More about the Constantine pogrom, 1934

 The devastation following the Constantine pogrom, which claimed the lives of 28 Jews

Last week Point of No Return flagged up the 80th anniversary of the Constantine pogrom in Algeria.  Elder of Ziyon has unearthed two more detailed contemporary accounts of what happened. It should be noted that rioting occurred in neighbouring towns as well:

From the Encyclopedia of Antisemitism:

Between August 3 and 5, 1934, Muslim mobs went on a rampage in the
Algerian city of Constantine, attacking Jews and Jewish property. In the
attack, 25 Jewish men, women, and children were killed, most from having their throats cut or their skulls crushed,
and 26 more were injured, according to official statistics. More than
200 Jewish-owned stores were ransacked. The total property damage to
homes, businesses, and synagogues was estimated at over 150 million
Poincare francs. Some 3,000 people, one-quarter of Constantine’s Jewish
population, were in need of welfare assistance in the aftermath of the
pogrom. During the rampage, anti-Jewish incidents were recorded in the
countryside of the Department of Constantine, extending over a
100-kilometer radius. Jews were murdered in Hamma and Mila, and in Ain
Beida, Jewish homes and businesses were looted. In all, 314 Jews left
Ain Beida for good, seeking the relative security of larger communities.
During much of the rioting, the French police and security forces stood
by and did little or nothing to stop the rioters.

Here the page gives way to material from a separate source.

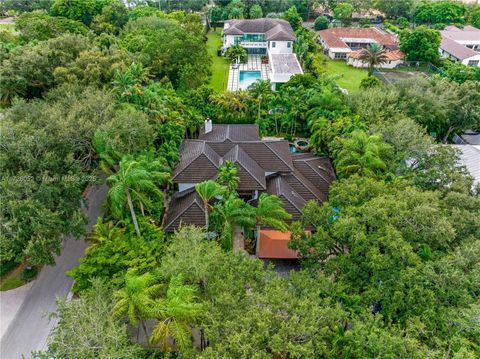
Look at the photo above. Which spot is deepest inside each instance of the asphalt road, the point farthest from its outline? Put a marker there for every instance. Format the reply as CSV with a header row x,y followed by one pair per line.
x,y
29,330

Differing analyses of the causes of the Constantine pogrom were offered
by the French colonial administration, by Jews, by Algerian Muslims, and
by later historians. All agree that the spark igniting the violence was
an argument between a Jewish Zouave (infantryman), Eliahou Khalifa, and
worshipers in a mosque adjacent to his home. Eyewitness accounts
differed over the precise circumstances. The antisemitic French colonial
authorities and press reported only the Muslim version that Khalifa was
drunk, urinated on the Arabs, and insulted Islam. A report by the
Jewish authorities claimed that he was not inebriated, that he had asked
the Muslims to close some windows opening onto their ablution hall for
the sake of modesty, and that in the ensuing argument, they had cursed
him and his faith and that he in turn cursed them and their religion.
(“God curse your religion” is a common imprecation in North Africa
freely and frequently used by Muslims and Jews, even between members of
the same faith.) Jewish public opinion at the time blamed the incident
on a conspiracy between European antisemites in the Algerian colonial
bureaucracy and on pan-Arab propaganda. In the official government
account at the time, the rioting was described as a completely
spontaneous event. The antisemitic pieds noirs (colonists) and some Muslims blamed the outbreak on the enmity of the native underclass caused by the arrogance of nouveau riche
Jews, who supposedly flaunted their superiority as French
citizens  under the Cremieux Decree of 1870, and by the alleged
exploitation of Jewish moneylenders.

JTA reported:

A scene of utter desolation and horror, of Jewish girls with their
breasts cut off, of little children with numerous knife wounds and of
whole families locked in their homes and burned to death
, was described by a Jewish Telegraphic Agency correspondent, who succeeded in reaching this city today.

“It will take days before the world will obtain a true picture of all
the atrocities committed by the Arabs during the pogrom on the Jewish
quarter,” the correspondent wired.

“The only comparison I can think of is the Palestine riots of 1929. I
found Jewish girls with their breasts cut off, greybearded Jews stabbed
to death, little Jewish children dead of numerous knife wounds and whole
families locked in their homes and burned to death by the rioters.”

Read post in full 

Lest we forget: Constantine, 1934 

For Jews in France, ‘plus ca change’

2 Comments

  • Les Temps Modernes ran a rather long article about this pogrom in a issue about 10 or 15 years ago.

    Reply
  • thank you! there are some apologists that make excuses even for this massacre, trying to depict the Jew Eliahou Khalifa as the one that instigated the event. Good to read here not only the french-muslim version but also the version of the victims themselvs.